Una città attraversata da folle solitarie, un vento caldo ed umido soffia tra i palazzi grigi e le strade immense e i vicoli stretti e regolari.
Il mare è una costante linea di compagnia, il Monte una presenza ingombrante eppure rassicurante, come se avesse già dato e l’avuto risultasse ancora in debito, per sempre.
Napoli, con le sue moltitudini assiepate sui marciapiedi spogli, negli atri delle stazioni, tra i quartieri identitari di un luogo che fu e torna ad essere immutabile. Nell’estraneità della città sconosciuta si affaccia solare la gentilezza, tutta partenopea, che ti cambia la giornata, facendo dimenticare il caldo dei 38 gradi all’ombra, ed un’impossibile salita da percorrere a piedi verso il rione Sanità.
Inizia da qui, da un’inutile premessa il nostro viaggio, 29 ore, un breve soggiorno di vacanza, a Napoli con i suoi colori, le sue bellezze, il suo sguardo fiero aperto sul mondo, il suo microcosmo di parole. Ventinove ore per scoprire una parte d’arte, di architetture e dipinti, di luoghi e tradizioni, di sapori e odori.

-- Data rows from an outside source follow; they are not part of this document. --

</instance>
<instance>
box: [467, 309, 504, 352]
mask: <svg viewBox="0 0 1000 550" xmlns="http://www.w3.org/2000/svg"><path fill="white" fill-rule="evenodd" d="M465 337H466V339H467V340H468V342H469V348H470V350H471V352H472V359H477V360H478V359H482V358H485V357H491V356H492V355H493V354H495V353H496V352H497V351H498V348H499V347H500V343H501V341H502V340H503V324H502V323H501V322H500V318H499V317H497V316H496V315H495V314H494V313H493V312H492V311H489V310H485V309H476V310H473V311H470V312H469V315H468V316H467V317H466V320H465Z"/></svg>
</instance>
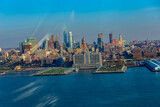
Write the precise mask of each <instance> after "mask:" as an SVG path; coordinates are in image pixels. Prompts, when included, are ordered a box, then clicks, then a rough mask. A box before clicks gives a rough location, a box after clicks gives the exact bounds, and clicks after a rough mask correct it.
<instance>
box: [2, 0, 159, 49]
mask: <svg viewBox="0 0 160 107" xmlns="http://www.w3.org/2000/svg"><path fill="white" fill-rule="evenodd" d="M64 30H67V31H72V32H73V36H74V39H75V40H76V41H81V39H82V37H85V39H86V42H88V43H92V42H93V41H96V42H97V36H98V33H103V36H104V42H108V41H109V40H108V39H109V37H108V35H109V33H110V32H112V33H113V35H114V38H115V37H117V39H118V35H119V34H120V33H121V34H122V37H123V39H125V40H129V41H132V40H146V39H147V38H148V39H149V40H160V1H159V0H134V1H126V0H112V1H111V0H93V1H92V2H91V1H90V2H89V1H85V0H74V1H73V0H67V1H65V0H61V1H59V0H47V1H44V0H34V1H32V0H28V1H22V0H14V1H12V0H1V1H0V37H1V39H0V47H1V48H10V47H18V46H19V42H22V41H23V40H25V39H26V38H28V37H32V36H33V37H36V38H37V40H38V41H39V40H40V39H41V38H42V37H43V36H45V35H46V34H47V33H51V34H54V35H59V36H60V41H61V43H62V42H63V31H64Z"/></svg>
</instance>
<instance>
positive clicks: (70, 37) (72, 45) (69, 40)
mask: <svg viewBox="0 0 160 107" xmlns="http://www.w3.org/2000/svg"><path fill="white" fill-rule="evenodd" d="M68 44H69V47H70V48H71V50H72V51H73V36H72V32H69V33H68Z"/></svg>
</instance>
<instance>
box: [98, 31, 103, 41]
mask: <svg viewBox="0 0 160 107" xmlns="http://www.w3.org/2000/svg"><path fill="white" fill-rule="evenodd" d="M98 37H99V38H101V40H102V41H103V33H99V34H98Z"/></svg>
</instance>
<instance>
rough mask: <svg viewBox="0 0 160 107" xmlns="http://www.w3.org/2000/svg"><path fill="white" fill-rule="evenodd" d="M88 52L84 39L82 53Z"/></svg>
mask: <svg viewBox="0 0 160 107" xmlns="http://www.w3.org/2000/svg"><path fill="white" fill-rule="evenodd" d="M86 51H87V44H86V42H85V39H84V38H82V44H81V52H86Z"/></svg>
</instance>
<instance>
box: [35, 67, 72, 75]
mask: <svg viewBox="0 0 160 107" xmlns="http://www.w3.org/2000/svg"><path fill="white" fill-rule="evenodd" d="M48 70H51V69H48ZM48 70H44V71H43V72H40V73H36V74H34V76H52V75H68V74H70V73H72V72H73V71H74V70H75V68H68V69H65V70H64V72H63V73H54V72H53V73H45V72H47V71H48Z"/></svg>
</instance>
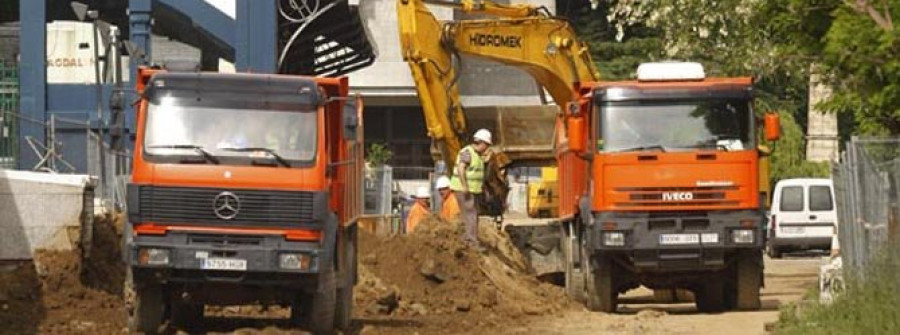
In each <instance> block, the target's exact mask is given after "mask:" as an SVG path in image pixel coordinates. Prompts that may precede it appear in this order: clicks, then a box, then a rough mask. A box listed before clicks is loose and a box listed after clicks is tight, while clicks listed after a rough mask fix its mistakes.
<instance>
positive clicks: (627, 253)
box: [587, 211, 764, 273]
mask: <svg viewBox="0 0 900 335" xmlns="http://www.w3.org/2000/svg"><path fill="white" fill-rule="evenodd" d="M762 219H763V217H762V215H760V213H759V212H757V211H728V212H699V213H690V214H687V215H685V214H681V213H675V214H672V215H669V216H666V215H659V214H654V215H652V216H651V215H650V214H649V213H640V214H638V213H597V214H596V215H595V217H594V221H593V222H592V227H593V228H594V229H590V230H589V231H590V233H589V234H588V238H589V240H588V241H587V243H588V244H587V245H588V246H589V248H590V249H591V250H592V251H593V252H597V253H603V254H606V255H610V256H612V257H613V258H614V259H616V261H618V262H620V263H622V265H623V266H625V267H627V268H630V269H632V270H633V271H634V272H638V273H640V272H683V271H704V270H720V269H723V268H725V267H726V266H727V264H728V262H729V257H730V256H732V255H734V254H737V253H738V252H739V251H741V250H761V249H762V247H763V245H764V241H763V236H764V234H763V228H762V227H763V225H762Z"/></svg>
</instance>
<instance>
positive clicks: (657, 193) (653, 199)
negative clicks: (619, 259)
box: [615, 186, 738, 208]
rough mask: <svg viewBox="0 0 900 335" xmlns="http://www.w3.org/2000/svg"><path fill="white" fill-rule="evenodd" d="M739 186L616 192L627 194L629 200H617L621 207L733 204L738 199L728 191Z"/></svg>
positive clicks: (650, 206)
mask: <svg viewBox="0 0 900 335" xmlns="http://www.w3.org/2000/svg"><path fill="white" fill-rule="evenodd" d="M736 190H738V187H737V186H709V187H619V188H616V189H615V191H616V192H620V193H623V194H625V195H627V199H628V201H621V202H616V206H619V207H632V208H634V207H682V206H732V205H736V204H738V201H736V200H730V199H728V195H727V192H728V191H736Z"/></svg>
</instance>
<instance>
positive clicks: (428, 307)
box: [355, 218, 571, 330]
mask: <svg viewBox="0 0 900 335" xmlns="http://www.w3.org/2000/svg"><path fill="white" fill-rule="evenodd" d="M462 230H463V227H462V225H461V224H459V223H452V222H446V221H443V220H440V219H437V218H431V219H429V220H427V222H423V223H422V224H420V225H419V226H418V227H417V228H416V231H415V232H414V233H413V234H409V235H403V236H394V237H378V236H375V235H372V234H368V233H366V232H360V234H359V235H360V236H359V243H360V246H359V248H360V249H359V250H360V252H359V259H360V263H359V267H360V282H359V283H358V285H357V286H356V291H355V292H356V304H355V307H356V313H357V315H362V316H379V315H380V316H386V315H390V316H395V317H396V316H400V317H416V318H420V317H425V318H426V319H429V321H431V320H433V319H434V318H433V317H440V316H452V318H446V319H448V320H453V321H455V322H460V320H468V322H469V323H472V325H473V326H474V325H478V326H490V325H498V324H501V323H505V324H508V321H509V319H515V318H516V317H519V316H523V315H547V314H554V313H557V312H560V311H561V310H562V309H564V308H566V307H570V306H571V305H570V304H571V303H570V301H569V300H568V298H567V297H566V295H565V293H564V291H563V290H562V289H561V288H559V287H557V286H554V285H552V284H548V283H544V282H540V281H538V280H537V279H535V278H534V276H533V274H532V273H531V272H530V269H529V267H528V264H527V261H526V260H525V259H524V258H523V257H522V255H521V254H520V253H519V251H518V249H516V248H515V247H514V246H513V244H512V243H511V242H510V240H509V237H508V236H507V235H506V234H505V233H503V232H500V231H497V230H496V229H495V228H494V225H493V224H488V223H487V222H485V223H482V225H481V227H480V229H479V240H480V241H481V244H482V245H483V246H484V250H483V251H479V250H475V249H473V248H469V247H467V246H466V245H465V244H464V243H463V242H462V240H461V235H462ZM460 313H468V314H469V315H466V316H463V315H460ZM430 323H431V322H430ZM457 330H459V329H458V328H457Z"/></svg>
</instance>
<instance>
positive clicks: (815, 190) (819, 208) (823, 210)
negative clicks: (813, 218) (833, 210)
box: [809, 186, 834, 211]
mask: <svg viewBox="0 0 900 335" xmlns="http://www.w3.org/2000/svg"><path fill="white" fill-rule="evenodd" d="M832 209H834V202H833V201H831V187H828V186H810V187H809V210H811V211H830V210H832Z"/></svg>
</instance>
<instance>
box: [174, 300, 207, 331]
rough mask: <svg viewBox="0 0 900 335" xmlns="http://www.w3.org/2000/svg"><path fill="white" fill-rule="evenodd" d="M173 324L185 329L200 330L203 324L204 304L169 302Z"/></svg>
mask: <svg viewBox="0 0 900 335" xmlns="http://www.w3.org/2000/svg"><path fill="white" fill-rule="evenodd" d="M169 306H170V307H169V308H170V311H171V315H170V318H171V319H172V324H173V325H175V326H177V327H179V328H183V329H185V330H189V331H192V330H198V329H199V328H200V327H201V326H202V325H203V308H204V306H203V304H188V303H183V302H172V303H170V304H169Z"/></svg>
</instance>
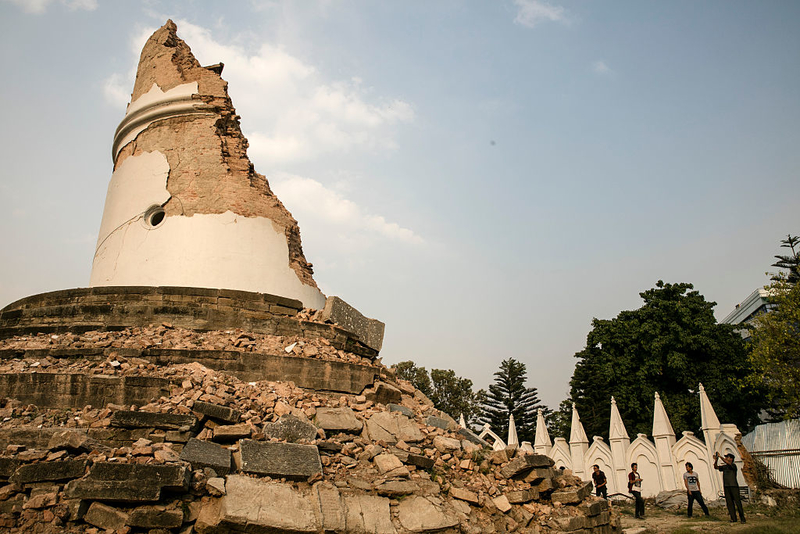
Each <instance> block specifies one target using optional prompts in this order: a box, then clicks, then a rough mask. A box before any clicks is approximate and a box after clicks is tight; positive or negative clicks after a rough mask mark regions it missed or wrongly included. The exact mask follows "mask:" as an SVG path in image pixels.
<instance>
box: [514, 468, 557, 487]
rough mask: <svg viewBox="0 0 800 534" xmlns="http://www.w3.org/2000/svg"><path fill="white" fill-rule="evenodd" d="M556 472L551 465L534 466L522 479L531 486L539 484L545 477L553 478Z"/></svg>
mask: <svg viewBox="0 0 800 534" xmlns="http://www.w3.org/2000/svg"><path fill="white" fill-rule="evenodd" d="M555 476H556V473H555V470H554V469H553V468H552V467H534V468H533V469H531V470H530V471H529V472H528V473H527V474H525V478H523V479H522V480H523V481H525V482H527V483H528V484H531V485H533V486H535V485H537V484H539V483H540V482H541V481H542V480H544V479H546V478H555Z"/></svg>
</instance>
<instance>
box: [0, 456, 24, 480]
mask: <svg viewBox="0 0 800 534" xmlns="http://www.w3.org/2000/svg"><path fill="white" fill-rule="evenodd" d="M21 463H22V462H20V461H19V460H17V459H15V458H8V457H5V456H0V477H2V478H8V477H10V476H11V475H13V474H14V471H16V470H17V468H18V467H19V465H20V464H21Z"/></svg>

Tra i turisti estasiati e sorpresi, quelli incantati e esterrefatti, si muovono in silenzio invisibili e silenziosi donne e uomini e altrettanti ben visibili e rumorosi. Una città mai deserta, mai vuota, sempre animata fosse anche lo scooter che attraversa la via pedonale zigzagando tra la gente, e non infastidisce sembra quasi appartenere alla mobilità di questo luogo. Un racconto agostano che parte con un’inutile premessa, quando invece la città parla con i suoi silenzi.